Steps:
- Copy package com.ibm.SparkTC:spark-netezza_2.10:0.1.1 to <spark home> /bin in mapR https://mvnrepository.com/artifact/com.ibm.SparkTC/spark-netezza_2.10/0.1.1
- Copy nzjdbc3.jar netezza client install to mapR ( copied to <spark home>/bin)

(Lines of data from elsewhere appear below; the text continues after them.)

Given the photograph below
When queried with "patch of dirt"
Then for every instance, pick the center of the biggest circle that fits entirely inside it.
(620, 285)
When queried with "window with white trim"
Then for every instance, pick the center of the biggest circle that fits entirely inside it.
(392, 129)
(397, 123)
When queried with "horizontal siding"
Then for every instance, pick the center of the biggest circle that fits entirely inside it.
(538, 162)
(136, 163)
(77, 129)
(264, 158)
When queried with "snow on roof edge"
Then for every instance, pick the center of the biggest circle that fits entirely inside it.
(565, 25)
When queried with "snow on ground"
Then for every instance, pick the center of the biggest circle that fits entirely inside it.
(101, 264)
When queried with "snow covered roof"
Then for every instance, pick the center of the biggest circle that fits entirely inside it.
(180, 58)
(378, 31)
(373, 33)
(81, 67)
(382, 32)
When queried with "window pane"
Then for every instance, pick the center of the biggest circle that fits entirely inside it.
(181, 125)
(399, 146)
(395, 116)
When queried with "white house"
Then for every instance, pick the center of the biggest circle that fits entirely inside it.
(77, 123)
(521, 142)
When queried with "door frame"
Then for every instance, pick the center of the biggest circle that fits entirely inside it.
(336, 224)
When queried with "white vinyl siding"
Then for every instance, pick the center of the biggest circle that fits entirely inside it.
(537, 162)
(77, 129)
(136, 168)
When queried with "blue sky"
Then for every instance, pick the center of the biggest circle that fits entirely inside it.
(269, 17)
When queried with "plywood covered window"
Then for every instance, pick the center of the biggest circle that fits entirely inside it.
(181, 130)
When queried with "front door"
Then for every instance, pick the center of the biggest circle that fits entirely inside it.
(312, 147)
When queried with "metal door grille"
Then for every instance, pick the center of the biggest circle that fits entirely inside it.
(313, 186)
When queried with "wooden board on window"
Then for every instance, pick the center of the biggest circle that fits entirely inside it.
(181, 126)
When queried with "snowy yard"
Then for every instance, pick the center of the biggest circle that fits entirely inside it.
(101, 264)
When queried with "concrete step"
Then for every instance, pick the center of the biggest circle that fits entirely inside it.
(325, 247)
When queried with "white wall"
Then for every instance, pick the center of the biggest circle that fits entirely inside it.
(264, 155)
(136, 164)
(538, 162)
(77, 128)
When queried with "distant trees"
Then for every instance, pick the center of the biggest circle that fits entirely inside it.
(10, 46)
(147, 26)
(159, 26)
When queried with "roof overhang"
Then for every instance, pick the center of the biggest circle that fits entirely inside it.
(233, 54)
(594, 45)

- Set the driver-class-path and jar from spark-shell
- Created a sample JDBC program to load data from a netezza table to spark dataframe
Run Command:
(Here spark home is "/opt/mapr/spark/spark-2.0.1")
cd <spark home>/bin
bash-4.2$ ./spark-shell
--packages com.ibm.SparkTC:spark-netezza_2.10:0.1.1 --driver-class-path
/opt/mapr/spark/spark-2.0.1/bin/nzjdbc3.jar --jars
/opt/mapr/spark/spark-2.0.1/bin/nzjdbc3.jar
scala>
Connect to netezza DB
Set connection parameters:
scala>
val nzoptions = Map("url"
-> "jdbc:netezza://<netezza server name>:5480/<db name>",
|
"user" -> "<user name>",
|
"password" -> "<password>",
|
"dbtable" -> "<Table name>",
|
"numPartitions" -> "8")
Load table data to dataframe:
scala> val Testdf =
spark.sqlContext.read.format("com.ibm.spark.netezza").options(nzoptions).load()
Print Schema of the Table:
scala>Testdf.printSchema
root
|– FNAME: string (nullable = true)
|– LANAME: string (nullable = true)
Show Table content:
scala>Testdf.show
Show Table content:
scala>Testdf.show